As part of FEELed Lab doings, Astrida Neimanis is leading an ALT 2040 project (awarded in Program and Learning Experience Enhancement Stream) to develop a third-year undergraduate “methods course” that focuses on accessibility and inclusion in environmental humanities (EH) “attunement” methods and how these can enrich an understanding of “place” for the new Bachelor in Sustainability (BSust) degree at UBC Okanagan.
Project team
This project was conceptualized by Astrida, PhD candidate Madeline Donald, and Professor Greg Garrard in early 2022. The project team currently consists of Astrida, Natalie Forssman (Lecturer, School of Engineering), Emilie Ovenden (MA student), and Daisy Pullman (Ph.D. candidate). This project will address equity, diversity and access as key dimensions of sustainability through universal access, anti-oppressive pedagogies, cultural safety, and access to resources for community members.
Why do we need to cultivate environmental attention?
EH is a new configuration of humanities disciplines, embodied in a concentration of the BSust, that foregrounds ethics, imagination, discourse and aesthetics as key to understanding environmental issues as inseparable from the cultural contexts in which they appear. Place-based conceptual frameworks, sometimes referred to as “the arts of noticing,” are prominent within such approaches, but comprehensive student-centred place-based pedagogies that animate and test these conceptual commitments are still under development. This is in contrast to foundational field-based methods within natural science, social science, and engineering disciplines. Acknowledging the importance of Indigenous-led land-based education, this project will complement but not replace these efforts. The project takes seriously the need for guests (settlers, migrants, and others) to learn to perceive place in accountable, anticolonial, self-reflexive ways that also attend to tensions and connections between local and global environments. Referencing prominent EH scholarship, this project refers to this capacity as cultivating the arts of attention.
We might also call this “presearch” for unlearning what we think we know about place – at least for those of us drenched in colonial, ablist and Western imaginaries.

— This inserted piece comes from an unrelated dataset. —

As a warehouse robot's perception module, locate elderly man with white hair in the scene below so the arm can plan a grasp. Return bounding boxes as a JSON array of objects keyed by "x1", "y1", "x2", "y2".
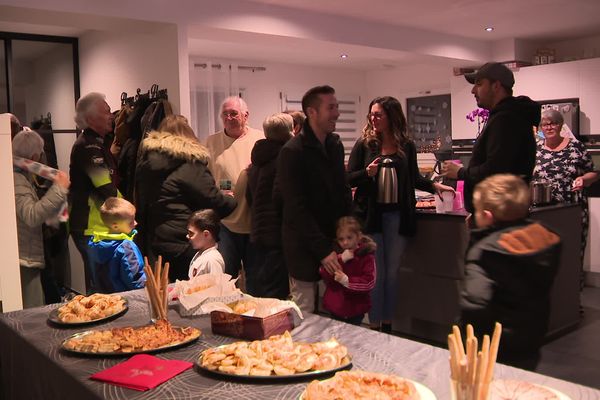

Alignment with the FEELed Lab’s commitment to understanding our relationship and obligations to the places in which we do research
The values of this project align with the FEELed Lab’s objectives. This project reflects our commitment to understanding place as a research dimension – that place is always relevant to our research, even when it is “backgrounded.” The workshop that will take place as part of this project will take place at our physical lab space at Woodhaven Ecoculture Centre, and eventually, the developed course will also engage with this specific place as part of its field activities.
In line with FEELed Lab methodologies, this course will also use practice-led and arts-based methods that can open to anticolonial, feminist, queer and accessible considerations of the ways we engage and understand place. Developing a critical understanding of place – one that is critical of colonial understandings of place in general, and of this place (on unceded syilx territory) specifically — is a key objective of both the FEELed Lab and this ALT2040 project.